The latest California Standardized Testing and Reporting results, released Thursday, show that statewide scores dipped slightly, and students locally saw minimal change. By contrast, the nine San Francisco schools that have received about $45 million in federal grants over three years continued to show improvement.

But the Obama administration's School Improvement Grants, also received by 92 schools in the state and 1,300 nationwide, will end this year. That leaves the future of the nine schools - which hired 70 staff members and paid for computers, summer school classes and social workers - uncertain.

"That's the million-dollar question," said Guadalupe Guerrero, a deputy superintendent of the San Francisco Unified School District. "The windfall allowed us to invest in underserved communities, but what will we do when the well runs dry?"

Guerrero said that while San Francisco can't match the departing federal funds dollar for dollar, the district has set aside funds to maintain some of the most critical additions to the schools, such as instructional coaches, school support staff and family liaisons.

"We wanted to be careful in not experiencing this cliff that SIG would be," Guerrero said. "We've made a commitment in our resources to continue support to these schools."

Paul Revere School, a K-8 in Bernal Heights, had to replace its principal to receive $5.3 million. Since 2011, the percentage of students scoring advanced or proficient on their English tests has jumped from 30.9 percent to 48.4 percent, and in math, the percentage rose from 39.6 percent to 67.4 percent.

Overall, English proficiency is up 7 percent over three years and math is up 14 percent at San Francisco SIG schools.

A few SIG schools were not as successful. Cesar Chavez Elementary School was awarded about $5.2 million in grants, but students scoring proficient or advanced in English dropped from 29.4 percent in 2011 to 25.7 percent in 2013, though math scores rose five percentage points to 44.3 percent.

Guerrero said schools with a high percentage of English language learners can struggle, but noted that attendance and graduation rates at the schools have increased, while suspensions have dropped.

"Schools that have been historically underserved don't on a dime turn around," he said. Citywide, San Francisco students improved by 0.2 percentage points in math, with 57.4 percent of students scoring at least proficient. But English proficiency dropped 0.3 percentage points to 60.2 percent.

"When looking at student achievement, the most informative perspective is to see trends and how students perform over time, not just one year of growth," Superintendent Richard Carranza said in a statement. "It's important to note that our students have made significant gains in English over the past five years, and a positive growth trend continues in math."

Oakland students had a sharper dip in scores.

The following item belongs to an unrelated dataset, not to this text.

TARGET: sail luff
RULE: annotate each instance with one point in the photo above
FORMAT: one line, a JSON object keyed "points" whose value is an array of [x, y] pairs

English proficiency fell to 43 percent from 45.1 percent last year, and math dropped to 41.4 percent from 44.5 percent.

Across the state, scores dropped slightly for the first time in 10 years, which officials blamed on budget cuts and a transition to the new Common Core curriculum. English scores dropped almost a full percentage point to 56.4 percent, down from 57.2 last year, and math proficiency went down 0.3 percentage points to 51.2 percent.

"As you would expect for a school system in transition, results varied from grade to grade, subject to subject, and school to school, but the big picture is one of remarkable resilience despite the challenges," said Tom Torlakson, the state superintendent of public instruction, in a statement.